The parent artery with calcification, atherosclerotic plaque and thick wall may affect the ICG angiographic results. A delayed perfusion and sluggish arterial filling may be observed. In Case 2, the atherosclerotic plaque on the ICA was obvious and the imaging was observed about 15 sec after ICG injection. The ICG fluorescence signal was poor. Considering that the atherosclerotic plaque might affect the imaging quality, we did not reposition the clips. The patient suffered infarction postoperatively. Our experience showed that any visible delay in perfusion seen on ICG angiography after clipping should raise the suspicion of stenosis or occlusion of the arteries. Intraoperative DSA should be performed to further verify the patency of the arteries in such patients.

A false-negative outcome was found in one patient with a PComA aneurysm. The preoperative DSA revealed a small PComA aneurysm [Figure 2]a. The operation was uneventful, visual inspection found the aneurysm was completely clipped, the patency of ICA and AChA was well maintained [Figure 2]b. The ICG angiography also verified the results [Figure 2]c. However, the patient developed postoperative cerebral infarction confirmed by CT scan [Figure 2]d. Postoperative DSA demonstrated severe cerebral vasospasm [Figure 2]e. We thought the stenosis might be hemodynamically relevant. The etiology of this finding was unclear.

In our cohort, the postoperative angiographic results of 108 patients were consistent with findings on intraoperative ICG angiograms in 100 patients (92.6%). Four (3.7%) cases developed mild vascular stenosis or perforator occlusion. Three (3%) had small residual aneurysms which were missed by ICG angiography intraoperatively. One (1%) was hemodynamically relevant severe cerebral vasospasm. Payner et al . reported a 7.9% rate of residual aneurysms and a 4.8% rate of distal arterial branch occlusion. [13] Dashti et al . studied a series of 190 patients with 239 intracranial aneurysms and revealed a 6% rate of unexpected neck residuals and a 6% rate of major and minor branching arteries. [14] In our study, the results of ICG angiography for the surgical procedure were compatible with those findings. However, as no intraoperative method is absolutely reliable, it makes sense to use a combination of methods, such as intraoperative DSA, Doppler ultrasonography, and electrophysiological monitoring to evaluate difficult cases.

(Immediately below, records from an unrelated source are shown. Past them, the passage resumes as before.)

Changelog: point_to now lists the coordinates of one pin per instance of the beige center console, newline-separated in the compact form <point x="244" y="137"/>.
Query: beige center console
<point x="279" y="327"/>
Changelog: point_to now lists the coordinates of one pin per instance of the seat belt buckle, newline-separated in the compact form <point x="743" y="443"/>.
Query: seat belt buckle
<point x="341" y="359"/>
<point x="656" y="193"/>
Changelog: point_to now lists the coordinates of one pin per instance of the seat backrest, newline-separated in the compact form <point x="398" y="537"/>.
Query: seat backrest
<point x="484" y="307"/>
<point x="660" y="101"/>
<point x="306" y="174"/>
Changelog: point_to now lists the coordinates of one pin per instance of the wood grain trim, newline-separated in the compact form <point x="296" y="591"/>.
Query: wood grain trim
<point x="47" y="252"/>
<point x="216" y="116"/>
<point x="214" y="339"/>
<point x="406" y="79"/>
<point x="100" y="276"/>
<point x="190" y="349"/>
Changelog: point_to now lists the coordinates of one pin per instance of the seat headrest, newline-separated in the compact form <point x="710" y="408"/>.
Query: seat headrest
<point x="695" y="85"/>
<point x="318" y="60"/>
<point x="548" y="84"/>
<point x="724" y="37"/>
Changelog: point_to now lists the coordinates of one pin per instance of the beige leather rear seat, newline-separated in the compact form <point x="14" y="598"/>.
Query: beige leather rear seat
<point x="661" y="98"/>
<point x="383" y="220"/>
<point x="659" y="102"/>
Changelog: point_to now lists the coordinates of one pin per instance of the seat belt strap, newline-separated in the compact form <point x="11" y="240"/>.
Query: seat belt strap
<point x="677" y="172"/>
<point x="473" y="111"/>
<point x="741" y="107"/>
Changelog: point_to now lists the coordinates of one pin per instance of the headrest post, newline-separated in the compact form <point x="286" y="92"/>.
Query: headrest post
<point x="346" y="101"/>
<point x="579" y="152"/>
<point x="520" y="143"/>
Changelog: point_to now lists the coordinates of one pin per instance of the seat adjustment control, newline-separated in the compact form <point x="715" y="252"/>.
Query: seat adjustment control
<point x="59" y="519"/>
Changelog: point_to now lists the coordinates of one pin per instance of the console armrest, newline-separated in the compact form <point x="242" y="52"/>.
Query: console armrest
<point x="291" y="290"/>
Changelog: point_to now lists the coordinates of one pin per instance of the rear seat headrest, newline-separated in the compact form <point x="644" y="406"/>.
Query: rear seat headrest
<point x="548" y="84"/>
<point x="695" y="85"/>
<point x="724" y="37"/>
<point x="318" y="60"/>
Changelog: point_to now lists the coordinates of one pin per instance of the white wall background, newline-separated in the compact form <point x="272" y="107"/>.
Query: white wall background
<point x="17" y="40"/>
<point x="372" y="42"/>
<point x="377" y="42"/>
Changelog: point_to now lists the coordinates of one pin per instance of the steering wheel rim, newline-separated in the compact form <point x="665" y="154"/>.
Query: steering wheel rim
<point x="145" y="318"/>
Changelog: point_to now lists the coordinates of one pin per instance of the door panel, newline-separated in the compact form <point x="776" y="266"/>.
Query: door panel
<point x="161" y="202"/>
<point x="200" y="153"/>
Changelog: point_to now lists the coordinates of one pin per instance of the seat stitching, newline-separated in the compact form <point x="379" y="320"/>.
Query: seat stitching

Indocyanine green angiography with high time and spatial resolution is a simple, reliable and cost-effective method. It provides real-time information in detecting the patency of parent, branching and perforating arteries. It can help to improve the quality and outcomes of surgical procedures. The method can be used routinely or as an adjunct to other methods. In patients with large or giant, wide-neck aneurysms or with thick-walled atherosclerotic vessels, the ICG angiography may be unreliable. In such cases, ICG angiography combined with intraoperative DSA, microvascular Doppler ultrasound and electrophysiological monitoring may further improve the outcomes of intracranial aneurysm surgery.